The Four-Word Story #1
By The Beta Site.
Daniel Jackson was in a hut near the pool, flirting with chicks in thong bathing suits. Daniel asked the question: "You chicks want drinks? Because I certainly do."
Daniel walked over to buy some drinks when Teal'c came rushing over and said, "Hey, Daniel... those females require clothing... ...and are actually Goa'ulds... or are they tok'ra?"
"Rubbish, Teal'c! I know they can't be because they are such hotties, with massive rocket launchers pointed at your head."
"Daniel Jackson, lets go kill each other, now."
Teal'c slashed Daniel's neck and Daniel fell dead for the second time... or was it seventy-second?
Meanwhile, Teal'c imploded in a massive outrage and ran into the after life where evil beavers waited to chew him alive because they hated him due to him being a complete wiener. So he started crying because he's a sensitive guy, and he just killed his best friend, who loved him so much because of his shiny tattoo, which was made from molten, gold and cheese... I mean, mouldy cheese, which was so delicious that Daniel tried to eat. Even though he died,
he woke up and went to the toilet, because he was dead so long that he had to hold his fart in for so long that it turned into a solid.
Unfortunately, Teal'c died while he was dancing his way to a place, which was very strange and Mystical. It was called THE UNDERWORLD OF DAVIS FANS. All the crazy Davis fans seized Daniel and threw him off a giant statue of Davis; that was how Daniel came to be a giant purple monkey dishwasher.
When Sam saw him, she screamed and exploded into a bunch of little tiny polka dots. Pulling out his accordion, Teal'c sung to a rocking' salsa beat, while spinning around on his DDR machine with Jack. Meanwhile Daniel rampaged around washing purple monkeys and stomping on people's heads. Jack finally got tired and sat down; only there was a pin in his backside, which can be painful.

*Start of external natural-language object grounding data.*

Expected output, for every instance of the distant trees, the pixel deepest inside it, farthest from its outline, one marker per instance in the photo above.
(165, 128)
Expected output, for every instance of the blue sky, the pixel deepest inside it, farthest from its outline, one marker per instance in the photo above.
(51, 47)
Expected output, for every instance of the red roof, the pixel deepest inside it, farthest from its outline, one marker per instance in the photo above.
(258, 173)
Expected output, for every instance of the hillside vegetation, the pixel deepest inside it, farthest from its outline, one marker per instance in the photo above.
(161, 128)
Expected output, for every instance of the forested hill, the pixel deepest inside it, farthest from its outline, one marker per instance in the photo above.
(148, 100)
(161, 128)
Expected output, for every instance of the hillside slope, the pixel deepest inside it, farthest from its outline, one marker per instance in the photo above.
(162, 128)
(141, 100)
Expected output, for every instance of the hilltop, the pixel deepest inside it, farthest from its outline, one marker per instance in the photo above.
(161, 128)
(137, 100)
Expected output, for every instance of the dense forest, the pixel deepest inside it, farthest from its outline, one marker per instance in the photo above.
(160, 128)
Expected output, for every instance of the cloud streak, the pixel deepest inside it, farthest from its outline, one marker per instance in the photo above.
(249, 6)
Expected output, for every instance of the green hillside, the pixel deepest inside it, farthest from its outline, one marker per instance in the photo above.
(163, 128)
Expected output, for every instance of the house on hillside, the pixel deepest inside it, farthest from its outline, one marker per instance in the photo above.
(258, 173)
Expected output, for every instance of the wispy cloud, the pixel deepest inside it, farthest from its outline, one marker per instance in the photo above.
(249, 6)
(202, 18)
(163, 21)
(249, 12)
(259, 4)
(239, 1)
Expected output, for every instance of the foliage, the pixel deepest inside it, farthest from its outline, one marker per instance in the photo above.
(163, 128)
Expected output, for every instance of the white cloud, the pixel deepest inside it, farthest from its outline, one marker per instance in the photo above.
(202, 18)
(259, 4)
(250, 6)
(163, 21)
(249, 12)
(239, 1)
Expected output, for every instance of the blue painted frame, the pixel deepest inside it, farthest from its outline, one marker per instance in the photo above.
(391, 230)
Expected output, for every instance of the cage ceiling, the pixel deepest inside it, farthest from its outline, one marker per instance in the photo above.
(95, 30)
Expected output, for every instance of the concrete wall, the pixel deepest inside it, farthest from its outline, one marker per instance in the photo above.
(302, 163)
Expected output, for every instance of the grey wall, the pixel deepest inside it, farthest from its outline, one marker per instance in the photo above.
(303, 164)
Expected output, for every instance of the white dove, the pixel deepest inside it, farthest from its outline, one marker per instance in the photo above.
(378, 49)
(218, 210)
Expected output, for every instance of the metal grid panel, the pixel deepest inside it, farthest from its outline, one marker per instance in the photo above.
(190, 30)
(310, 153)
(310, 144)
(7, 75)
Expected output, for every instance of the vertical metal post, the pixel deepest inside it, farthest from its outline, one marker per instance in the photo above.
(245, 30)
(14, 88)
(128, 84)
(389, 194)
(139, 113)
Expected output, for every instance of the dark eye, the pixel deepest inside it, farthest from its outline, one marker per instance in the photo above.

Therefore, it all turned out to be a mistake, which is a really bad thing, I guess... unless you count the time I went and caught a really big alligator... Where's my arm? Is the question on your mind, since you're the one who said we should buy a baby alligator and call it "Jimmy"? Who knew it would bite my friend's arm off, and sneeze on his leg?
Now it happened that my friend was sad, because he lost his arm, and got sick of eating Easy Mac, so he decided to go out on the town for dinner consisting of spinach and roasted armadillo. So after he had finished he decided that someone could make for him A LARGE WOODEN BADGER!!
After it was finished, Teal'c went shopping and bought a cute pink dress for His pet camel. The camel's name was potato head, because it's head looked like a giant potato with potato-sized eyes and a waffle brain with syrup for blood. He then decided that Jack tasted like a tasty, tasty thing.
Then Sam decided to go into the SGC with a giant novelty hammer. She hit Hammond with it so that he yelled in pain and pointed at Sam, because she hit him, and then laughed at his big baldhead. She thought it was really shiny and funny so she polished it at once with her magic polishing cloth.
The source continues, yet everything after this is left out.